Tuesday, March 18, 2014

Partisanship Key Factor for Keystone XL

Written by Korbel student Peter

Recent work by the Pew Research Center has illustrated the strikingly partisan nature of public opinion towards the proposed Keystone XL pipeline, which would carry oil derived from Canadian tar sands through the Midwest to refineries on the Gulf of Mexico. In aggregate, the public favors building the pipeline by a margin of more than 2-to-1, and amongst self-identified Republicans, Independents and Democrats , a majority was in favor of the pipeline's construction. Nonetheless, support for the project varies dramatically across the political spectrum.

Pew Research 2013
Breaking the responses down further, by not just party affiliation, but also ideological position within that party, paints a picture of consistent, strong and predictable correlation between a person’s politics and his or her attitude toward the pipeline. In fact, when moving across the political spectrum--sequentially, conservative Republican, moderate or liberal Republican, Independent, conservative or moderate Democrat, and finally liberal Democrat--at each step, support wanes and opposition grows relative to the previous group. Among conservative Republicans, only nine percent oppose the pipeline; at the other end of the spectrum, more than half of liberal Democrats (54%) are against it. As described above, this does not imply comparable numbers of supporters and opponents; liberal Democrats are, in fact, the only cohort with a majority opposed. In all other breakdowns – by gender, age, education, income and region – every group is strongly in favor.

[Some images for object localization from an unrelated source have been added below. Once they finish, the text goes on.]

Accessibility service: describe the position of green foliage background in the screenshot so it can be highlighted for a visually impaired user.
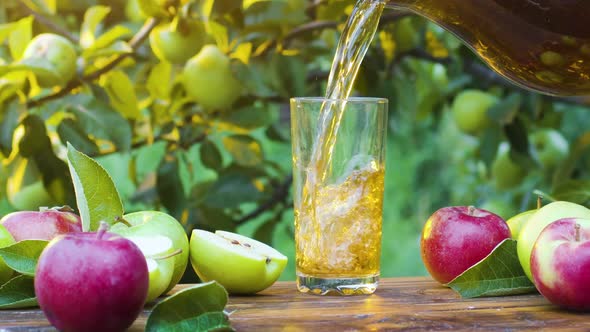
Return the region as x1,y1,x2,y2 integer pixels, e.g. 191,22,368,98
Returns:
1,0,590,282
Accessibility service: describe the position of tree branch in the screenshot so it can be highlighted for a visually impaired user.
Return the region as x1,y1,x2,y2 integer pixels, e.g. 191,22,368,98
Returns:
27,17,159,109
18,0,79,43
236,174,293,225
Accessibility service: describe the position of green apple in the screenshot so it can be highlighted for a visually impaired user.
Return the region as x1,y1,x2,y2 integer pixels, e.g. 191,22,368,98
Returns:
491,142,526,190
126,235,176,302
0,224,16,284
183,45,243,111
530,129,569,170
451,89,498,135
506,210,536,239
517,201,590,281
190,230,287,294
506,197,543,239
21,33,77,87
149,18,206,64
110,211,188,293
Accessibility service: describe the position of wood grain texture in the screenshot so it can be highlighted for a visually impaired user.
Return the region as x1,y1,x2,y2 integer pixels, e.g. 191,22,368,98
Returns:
0,277,588,331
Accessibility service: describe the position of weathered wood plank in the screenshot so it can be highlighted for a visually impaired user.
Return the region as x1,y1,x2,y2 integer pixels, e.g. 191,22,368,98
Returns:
0,277,587,331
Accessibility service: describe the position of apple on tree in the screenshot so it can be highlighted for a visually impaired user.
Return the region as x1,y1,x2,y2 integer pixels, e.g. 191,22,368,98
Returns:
491,142,526,190
0,206,82,241
530,129,569,170
517,201,590,281
183,45,243,111
420,206,511,284
451,89,498,136
149,17,206,64
35,223,148,332
0,225,16,285
110,210,189,293
190,230,288,294
21,33,77,88
531,218,590,311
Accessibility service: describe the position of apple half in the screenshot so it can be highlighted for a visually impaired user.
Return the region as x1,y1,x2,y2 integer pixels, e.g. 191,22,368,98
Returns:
126,235,176,302
190,230,287,294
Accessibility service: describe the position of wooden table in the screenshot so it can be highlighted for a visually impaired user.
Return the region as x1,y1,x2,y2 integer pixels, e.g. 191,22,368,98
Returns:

Low numbers of “don’t know” responses amongst all groups across all breakdowns, ranging from three to seven percent, denote the high visibility of the Keystone XL issue. This already-high level of public awareness, combined with the manifest partisan divide, suggests that even in today's highly charged and uncompromising political atmosphere, the pipeline represents an especially intractable problem for American policymakers--overall public support notwithstanding.